Photo by Ryan Lawler/Newport Coastal Adventure

A special visitor has appeared at Crystal Cove! A sea otter which has been spotted and named by Crystal Cove Alliance was first seen in March 2016 and was hanging around and feeding right near the cottages and an area known as Rocky Bight. Members from several groups took part in trying to identify it's sex and age which has not been officially determined. "The sea otter is likely to be a young male venturing out in hopes of finding a mate" says Michele Sousa, Assistant Curator for the Aquarium Of The Pacific in Long Beach. Holly Fletcher and other volunteers from Crystal Cove Alliance have been observing the otter from the beach as it eats lobster and other marine life.

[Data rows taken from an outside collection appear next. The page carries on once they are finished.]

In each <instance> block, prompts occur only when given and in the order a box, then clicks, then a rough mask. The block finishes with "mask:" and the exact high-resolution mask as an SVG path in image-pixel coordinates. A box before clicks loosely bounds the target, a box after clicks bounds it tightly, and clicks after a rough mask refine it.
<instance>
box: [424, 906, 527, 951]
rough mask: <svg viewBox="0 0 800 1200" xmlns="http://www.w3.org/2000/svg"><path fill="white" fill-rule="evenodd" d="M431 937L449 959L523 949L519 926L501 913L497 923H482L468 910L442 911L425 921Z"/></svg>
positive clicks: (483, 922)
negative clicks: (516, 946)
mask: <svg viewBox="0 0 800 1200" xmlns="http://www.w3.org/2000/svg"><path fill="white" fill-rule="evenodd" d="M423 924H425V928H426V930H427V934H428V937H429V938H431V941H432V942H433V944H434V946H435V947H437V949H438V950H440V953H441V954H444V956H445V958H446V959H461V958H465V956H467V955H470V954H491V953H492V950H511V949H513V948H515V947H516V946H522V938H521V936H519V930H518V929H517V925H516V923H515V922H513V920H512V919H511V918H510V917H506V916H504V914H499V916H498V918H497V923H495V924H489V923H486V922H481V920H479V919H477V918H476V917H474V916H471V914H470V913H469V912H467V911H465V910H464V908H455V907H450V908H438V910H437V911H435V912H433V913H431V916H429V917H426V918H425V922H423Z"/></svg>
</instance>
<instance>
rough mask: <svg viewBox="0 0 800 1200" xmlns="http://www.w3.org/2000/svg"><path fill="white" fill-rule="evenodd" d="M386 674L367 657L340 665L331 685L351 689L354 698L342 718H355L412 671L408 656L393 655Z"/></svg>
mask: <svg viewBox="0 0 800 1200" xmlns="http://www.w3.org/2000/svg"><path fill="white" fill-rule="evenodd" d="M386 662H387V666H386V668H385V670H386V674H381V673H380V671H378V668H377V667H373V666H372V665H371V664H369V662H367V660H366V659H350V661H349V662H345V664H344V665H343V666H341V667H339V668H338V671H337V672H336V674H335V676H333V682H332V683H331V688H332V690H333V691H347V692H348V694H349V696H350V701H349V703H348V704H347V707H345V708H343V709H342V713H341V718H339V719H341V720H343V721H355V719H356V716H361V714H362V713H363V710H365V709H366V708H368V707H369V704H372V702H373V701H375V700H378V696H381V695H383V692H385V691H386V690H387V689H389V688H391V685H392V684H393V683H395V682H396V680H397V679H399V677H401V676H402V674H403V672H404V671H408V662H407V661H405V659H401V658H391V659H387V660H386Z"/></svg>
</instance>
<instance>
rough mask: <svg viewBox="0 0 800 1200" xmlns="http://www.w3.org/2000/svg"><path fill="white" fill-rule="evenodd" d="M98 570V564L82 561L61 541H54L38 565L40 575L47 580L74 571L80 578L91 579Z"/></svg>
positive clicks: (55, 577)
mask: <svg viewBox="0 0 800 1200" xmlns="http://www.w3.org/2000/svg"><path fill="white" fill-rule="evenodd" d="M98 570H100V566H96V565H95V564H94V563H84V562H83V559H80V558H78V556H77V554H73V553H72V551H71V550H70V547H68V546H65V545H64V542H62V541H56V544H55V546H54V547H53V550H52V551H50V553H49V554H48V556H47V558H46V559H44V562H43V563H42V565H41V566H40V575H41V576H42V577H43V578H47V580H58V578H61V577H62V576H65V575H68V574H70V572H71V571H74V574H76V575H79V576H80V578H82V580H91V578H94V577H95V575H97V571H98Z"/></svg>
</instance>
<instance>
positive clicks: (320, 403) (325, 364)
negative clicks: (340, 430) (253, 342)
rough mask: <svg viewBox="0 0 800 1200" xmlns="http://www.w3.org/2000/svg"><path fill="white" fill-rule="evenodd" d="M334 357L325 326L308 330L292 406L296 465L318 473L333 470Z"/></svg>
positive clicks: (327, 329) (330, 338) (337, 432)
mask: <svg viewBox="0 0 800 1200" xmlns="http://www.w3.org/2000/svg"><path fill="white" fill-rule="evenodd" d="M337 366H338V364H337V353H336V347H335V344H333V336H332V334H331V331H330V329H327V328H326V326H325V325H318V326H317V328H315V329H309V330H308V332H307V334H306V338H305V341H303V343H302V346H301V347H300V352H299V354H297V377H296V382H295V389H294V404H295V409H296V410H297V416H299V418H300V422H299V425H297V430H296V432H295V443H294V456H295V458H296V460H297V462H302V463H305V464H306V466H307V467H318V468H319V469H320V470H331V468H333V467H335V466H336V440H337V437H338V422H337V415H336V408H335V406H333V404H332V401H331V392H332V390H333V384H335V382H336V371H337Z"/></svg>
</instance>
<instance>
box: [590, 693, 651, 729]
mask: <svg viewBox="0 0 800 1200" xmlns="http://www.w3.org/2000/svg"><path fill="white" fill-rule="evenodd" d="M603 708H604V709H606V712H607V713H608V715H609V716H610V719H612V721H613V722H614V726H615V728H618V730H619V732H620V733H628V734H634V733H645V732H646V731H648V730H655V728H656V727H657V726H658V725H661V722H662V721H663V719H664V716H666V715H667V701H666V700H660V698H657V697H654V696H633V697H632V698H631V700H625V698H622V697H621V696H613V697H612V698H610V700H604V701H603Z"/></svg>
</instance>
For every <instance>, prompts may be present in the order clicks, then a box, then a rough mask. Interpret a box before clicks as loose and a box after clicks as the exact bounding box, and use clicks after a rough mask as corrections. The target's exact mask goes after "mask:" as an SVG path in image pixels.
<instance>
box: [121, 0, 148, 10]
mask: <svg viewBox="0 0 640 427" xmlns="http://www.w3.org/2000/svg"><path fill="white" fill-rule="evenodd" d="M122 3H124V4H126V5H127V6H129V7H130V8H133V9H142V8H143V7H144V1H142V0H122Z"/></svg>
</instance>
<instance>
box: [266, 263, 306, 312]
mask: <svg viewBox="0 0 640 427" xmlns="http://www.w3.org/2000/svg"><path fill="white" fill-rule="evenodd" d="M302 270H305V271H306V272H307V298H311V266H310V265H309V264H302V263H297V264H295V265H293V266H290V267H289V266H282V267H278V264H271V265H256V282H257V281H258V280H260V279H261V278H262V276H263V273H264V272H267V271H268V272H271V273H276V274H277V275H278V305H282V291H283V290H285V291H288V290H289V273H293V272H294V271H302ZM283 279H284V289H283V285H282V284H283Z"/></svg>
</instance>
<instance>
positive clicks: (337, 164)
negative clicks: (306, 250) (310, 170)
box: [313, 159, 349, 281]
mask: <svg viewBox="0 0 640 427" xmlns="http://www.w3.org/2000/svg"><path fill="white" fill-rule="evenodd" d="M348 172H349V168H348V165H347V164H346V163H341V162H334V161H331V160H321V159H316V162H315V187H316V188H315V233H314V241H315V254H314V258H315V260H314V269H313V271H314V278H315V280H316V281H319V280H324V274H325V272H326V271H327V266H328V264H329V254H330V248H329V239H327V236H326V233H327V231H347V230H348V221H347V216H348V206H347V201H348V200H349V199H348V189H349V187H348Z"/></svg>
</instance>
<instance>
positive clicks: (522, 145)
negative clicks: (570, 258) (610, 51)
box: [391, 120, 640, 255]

Sea otters were previously abundant in these waters but were hunted to the brink of extinction for their fur which is the densest of any animal. After the otters became protected under the endangered species act, they started re-populating and can typically be found North of Point Conception and up the coast with heavy numbers in the Big Sur and Morro Bay areas. The FWS had decided to re-locate any sea otters found south of Point Conception and place them at San Nicolas Island as a separate population in case of oil spill along the coast and also for their protection, many otters died from this and many would swim back to the mainland, it was known and even predicted as a failure. As of 2012, FWS stopped this failed program and was sued by a few different organizations. Now any sea otter that ventures into our waters will be safe from re-location and also be protected as an endangered species, with this sea otter named "Ollie," this could be the start of a bigger picture here shall a mate venture down into these waters as well. The sea otters will play a vital role in the local eco-system as they eat the sea urchins and other animals that feed on kelp, the kelp may expand and provide a larger habitat for many more fish.